Walsh-Hadamard Variational Inference for Bayesian Deep Learning

Authors: Simone Rossi, Sebastien Marmin, Maurizio Filippone

NeurIPS 2020 | Conference PDF | Archive PDF | Plain Text | LLM Run Details

Reproducibility Variable Result LLM Response
Research Type Experimental Extensive theoretical and empirical analyses demonstrate that WHVI yields considerable speedups and model reductions compared to other techniques to carry out approximate inference for over-parameterized models, and ultimately show how advances in kernel methods can be translated into advances in approximate Bayesian inference for Deep Learning.
Researcher Affiliation Academia Simone Rossi Data Science Department EURECOM (FR) simone.rossi@eurecom.fr; Sébastien Marmin* Data Science Department EURECOM (FR) sebastien.marmin@eurecom.fr; Maurizio Filippone Data Science Department EURECOM (FR) maurizio.filippone@eurecom.fr
Pseudocode Yes Algorithm 1: Setup dimensions for non-squared matrix
Open Source Code No The paper provides GitHub links in footnotes for other methods (e.g., Noisy Natural Gradient) but does not provide a link or explicit statement about the open-source availability of their own WHVI methodology's code.
Open Datasets Yes We conduct a series of comparisons with state-of-the-art VI schemes for Bayesian DNNs; see the Supplement for the list of data sets used in the experiments. ... For this experiment, we replace all fully-connected layers in the CNN with the WHVI parameterization, while the convolutional filters are treated variationally using MCD. In this setup, we fit VGG16 [49], ALEXNET [29] and RESNET-18 [21] on CIFAR10. ... The dataset used is YACHT.

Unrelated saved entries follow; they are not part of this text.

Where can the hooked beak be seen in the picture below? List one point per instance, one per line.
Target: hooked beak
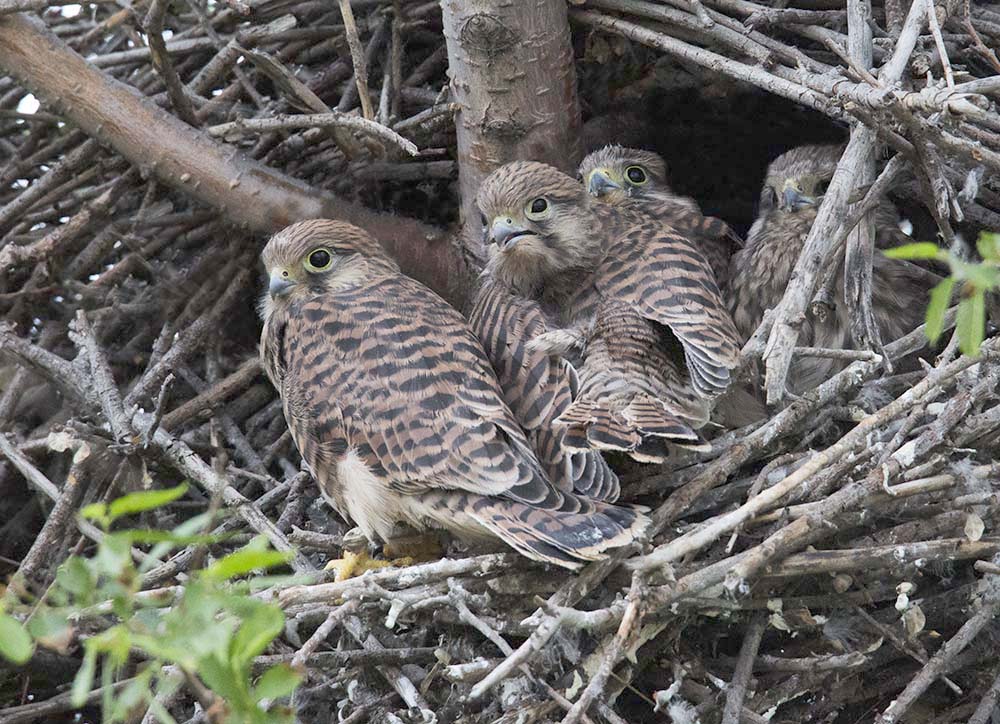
(505, 233)
(600, 183)
(792, 199)
(280, 284)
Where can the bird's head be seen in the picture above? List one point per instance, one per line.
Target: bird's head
(615, 174)
(317, 256)
(797, 180)
(535, 215)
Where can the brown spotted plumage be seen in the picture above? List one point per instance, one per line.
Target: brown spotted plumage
(637, 179)
(395, 408)
(630, 301)
(793, 190)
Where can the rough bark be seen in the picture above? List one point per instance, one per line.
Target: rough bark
(512, 72)
(249, 193)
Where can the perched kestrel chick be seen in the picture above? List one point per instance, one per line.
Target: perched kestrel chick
(634, 298)
(395, 408)
(634, 178)
(793, 190)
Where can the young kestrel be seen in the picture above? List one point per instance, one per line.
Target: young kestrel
(395, 408)
(793, 190)
(636, 300)
(634, 178)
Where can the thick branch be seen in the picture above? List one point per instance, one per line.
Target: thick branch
(250, 194)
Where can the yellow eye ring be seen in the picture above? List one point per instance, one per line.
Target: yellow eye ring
(636, 175)
(538, 208)
(318, 260)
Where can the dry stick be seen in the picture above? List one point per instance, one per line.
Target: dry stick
(194, 337)
(932, 23)
(322, 632)
(66, 169)
(627, 629)
(457, 595)
(333, 119)
(392, 577)
(188, 462)
(56, 522)
(553, 615)
(357, 58)
(940, 661)
(214, 396)
(706, 58)
(15, 255)
(153, 25)
(726, 37)
(722, 524)
(40, 482)
(102, 379)
(737, 689)
(400, 682)
(860, 253)
(988, 704)
(790, 311)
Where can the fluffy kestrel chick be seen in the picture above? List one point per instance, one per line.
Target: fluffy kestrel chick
(395, 408)
(793, 190)
(635, 298)
(634, 178)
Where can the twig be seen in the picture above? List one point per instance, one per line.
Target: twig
(333, 620)
(737, 689)
(334, 119)
(153, 24)
(357, 57)
(940, 661)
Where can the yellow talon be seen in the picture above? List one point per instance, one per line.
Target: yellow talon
(354, 564)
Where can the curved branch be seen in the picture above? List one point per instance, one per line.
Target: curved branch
(248, 193)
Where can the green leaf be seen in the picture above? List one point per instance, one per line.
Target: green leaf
(136, 692)
(940, 299)
(971, 323)
(257, 631)
(278, 681)
(254, 556)
(51, 630)
(988, 245)
(98, 512)
(982, 276)
(15, 643)
(84, 680)
(917, 250)
(144, 500)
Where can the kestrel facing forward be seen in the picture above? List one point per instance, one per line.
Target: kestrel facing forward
(395, 408)
(634, 178)
(793, 190)
(637, 302)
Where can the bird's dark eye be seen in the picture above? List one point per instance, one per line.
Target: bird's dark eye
(537, 208)
(318, 260)
(636, 174)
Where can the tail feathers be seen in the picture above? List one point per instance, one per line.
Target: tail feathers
(644, 429)
(584, 472)
(593, 477)
(565, 539)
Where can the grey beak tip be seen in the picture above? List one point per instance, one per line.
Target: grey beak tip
(278, 287)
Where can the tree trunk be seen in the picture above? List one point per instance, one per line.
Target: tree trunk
(512, 72)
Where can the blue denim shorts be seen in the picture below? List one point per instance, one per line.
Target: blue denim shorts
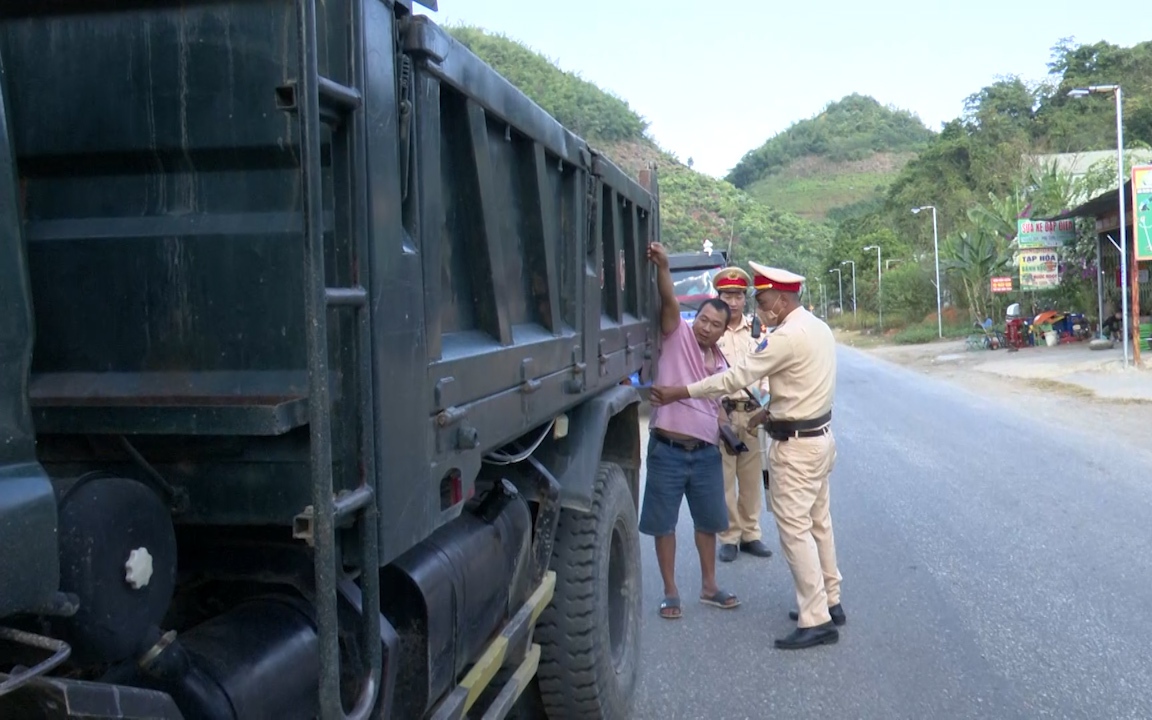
(674, 474)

Dataset Splits Yes Data is randomly divided into 90%/10% splits for training and testing eight times.
Hardware Specification Yes The workstation used is equipped with two Intel Xeon CPUs, four NVIDIA Tesla P100 and 512 GB of RAM.
Software Dependencies No The paper mentions 'PYTORCH [44]' and 'TENSORFLOW2' and 'nvidia-smi tool' but does not specify version numbers for these software components or any other libraries.

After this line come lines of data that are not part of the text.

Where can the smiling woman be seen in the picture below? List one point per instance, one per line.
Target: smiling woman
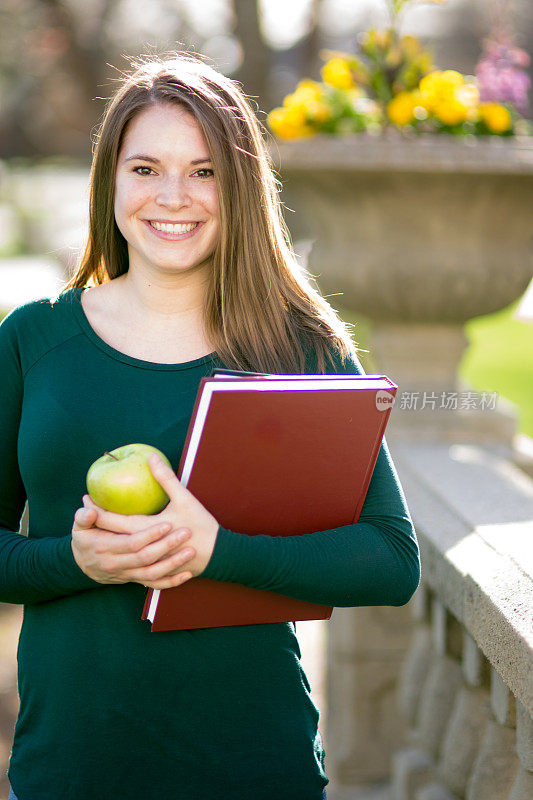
(191, 267)
(162, 196)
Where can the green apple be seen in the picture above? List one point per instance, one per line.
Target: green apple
(121, 481)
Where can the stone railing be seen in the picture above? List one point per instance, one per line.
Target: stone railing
(450, 716)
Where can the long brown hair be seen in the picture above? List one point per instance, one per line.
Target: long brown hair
(262, 311)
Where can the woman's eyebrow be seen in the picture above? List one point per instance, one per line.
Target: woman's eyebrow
(152, 160)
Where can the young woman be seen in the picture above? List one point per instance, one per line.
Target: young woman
(188, 265)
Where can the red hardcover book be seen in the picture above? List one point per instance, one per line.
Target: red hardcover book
(282, 455)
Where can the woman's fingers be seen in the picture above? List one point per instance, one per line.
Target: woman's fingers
(119, 523)
(85, 518)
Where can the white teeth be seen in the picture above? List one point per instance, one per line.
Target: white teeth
(168, 227)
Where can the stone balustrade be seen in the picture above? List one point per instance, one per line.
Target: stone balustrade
(448, 716)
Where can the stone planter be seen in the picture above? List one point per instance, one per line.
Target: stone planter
(419, 235)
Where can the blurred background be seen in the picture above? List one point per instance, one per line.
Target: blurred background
(58, 58)
(58, 63)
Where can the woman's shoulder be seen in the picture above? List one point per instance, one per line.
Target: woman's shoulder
(339, 359)
(38, 325)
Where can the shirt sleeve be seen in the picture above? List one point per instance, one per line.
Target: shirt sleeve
(375, 561)
(31, 570)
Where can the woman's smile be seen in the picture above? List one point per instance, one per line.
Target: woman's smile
(173, 231)
(166, 200)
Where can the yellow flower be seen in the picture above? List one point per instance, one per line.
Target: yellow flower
(451, 111)
(446, 95)
(400, 109)
(319, 111)
(337, 73)
(495, 116)
(288, 123)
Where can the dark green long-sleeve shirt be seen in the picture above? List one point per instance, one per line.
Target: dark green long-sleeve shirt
(109, 710)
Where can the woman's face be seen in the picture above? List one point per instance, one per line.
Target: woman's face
(166, 202)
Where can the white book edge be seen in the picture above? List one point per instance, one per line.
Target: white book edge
(272, 383)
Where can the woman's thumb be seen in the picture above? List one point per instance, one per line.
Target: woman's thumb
(85, 517)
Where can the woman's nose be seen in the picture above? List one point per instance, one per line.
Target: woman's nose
(173, 193)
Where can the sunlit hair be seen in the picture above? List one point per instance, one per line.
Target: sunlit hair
(262, 312)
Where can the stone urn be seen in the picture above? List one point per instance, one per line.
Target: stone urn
(419, 235)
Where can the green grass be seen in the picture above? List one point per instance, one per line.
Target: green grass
(499, 358)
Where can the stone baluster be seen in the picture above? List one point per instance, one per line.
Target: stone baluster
(523, 785)
(495, 768)
(462, 739)
(366, 648)
(415, 766)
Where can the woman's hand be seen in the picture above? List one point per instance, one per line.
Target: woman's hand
(150, 554)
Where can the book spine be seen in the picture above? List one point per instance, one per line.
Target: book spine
(375, 452)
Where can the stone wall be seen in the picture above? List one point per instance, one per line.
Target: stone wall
(448, 716)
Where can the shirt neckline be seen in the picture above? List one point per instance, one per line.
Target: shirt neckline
(89, 331)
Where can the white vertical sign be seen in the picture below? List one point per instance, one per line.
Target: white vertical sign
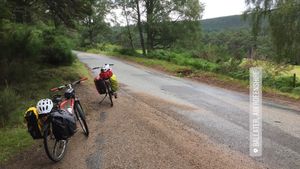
(255, 126)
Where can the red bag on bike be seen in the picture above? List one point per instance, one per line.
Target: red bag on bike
(100, 85)
(106, 75)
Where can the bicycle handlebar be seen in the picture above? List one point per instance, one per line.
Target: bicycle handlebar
(98, 67)
(72, 84)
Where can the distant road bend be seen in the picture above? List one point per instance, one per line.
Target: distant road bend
(218, 113)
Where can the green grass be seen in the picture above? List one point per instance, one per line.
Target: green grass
(14, 136)
(12, 141)
(176, 69)
(296, 70)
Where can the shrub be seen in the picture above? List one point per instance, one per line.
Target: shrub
(8, 100)
(20, 42)
(296, 90)
(286, 89)
(130, 52)
(58, 51)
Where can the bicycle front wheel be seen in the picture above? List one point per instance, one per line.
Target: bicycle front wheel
(55, 149)
(81, 118)
(110, 94)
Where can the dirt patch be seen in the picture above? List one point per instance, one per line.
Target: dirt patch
(138, 132)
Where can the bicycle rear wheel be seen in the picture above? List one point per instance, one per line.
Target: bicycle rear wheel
(110, 94)
(55, 149)
(81, 118)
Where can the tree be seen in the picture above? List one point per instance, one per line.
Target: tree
(94, 26)
(159, 12)
(283, 19)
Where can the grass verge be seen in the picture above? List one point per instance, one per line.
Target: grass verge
(216, 79)
(14, 137)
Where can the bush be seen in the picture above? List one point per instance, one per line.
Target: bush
(19, 42)
(128, 52)
(296, 90)
(58, 51)
(8, 100)
(286, 89)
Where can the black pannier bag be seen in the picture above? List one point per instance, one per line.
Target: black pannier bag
(63, 124)
(100, 85)
(32, 124)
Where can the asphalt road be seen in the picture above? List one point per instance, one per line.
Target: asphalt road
(221, 114)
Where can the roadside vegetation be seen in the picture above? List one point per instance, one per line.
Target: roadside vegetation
(277, 79)
(36, 55)
(194, 48)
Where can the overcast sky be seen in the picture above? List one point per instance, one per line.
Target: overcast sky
(217, 8)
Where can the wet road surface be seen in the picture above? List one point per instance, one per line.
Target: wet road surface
(221, 114)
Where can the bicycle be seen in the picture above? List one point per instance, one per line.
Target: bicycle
(69, 103)
(108, 88)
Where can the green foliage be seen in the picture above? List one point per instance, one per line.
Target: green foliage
(233, 22)
(183, 59)
(296, 90)
(19, 42)
(8, 104)
(58, 51)
(126, 51)
(283, 19)
(13, 141)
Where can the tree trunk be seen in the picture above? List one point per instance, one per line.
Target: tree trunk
(140, 27)
(128, 28)
(90, 30)
(150, 33)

Experiment Setup Yes We set the network to have two hidden layers and 128 features with Re LU activations (as a reference, these models are 20 times bigger than the usual setup, which uses a single hidden layer with 50/100 units). ... We test four models: mean-field Gaussian VI (MFG), Monte Carlo dropout [MCD; 14] with dropout rate 0.4 and two variants of WHVI G-WHVI with Gaussian posterior and NF-WHVI with planar flows (10 planar flows).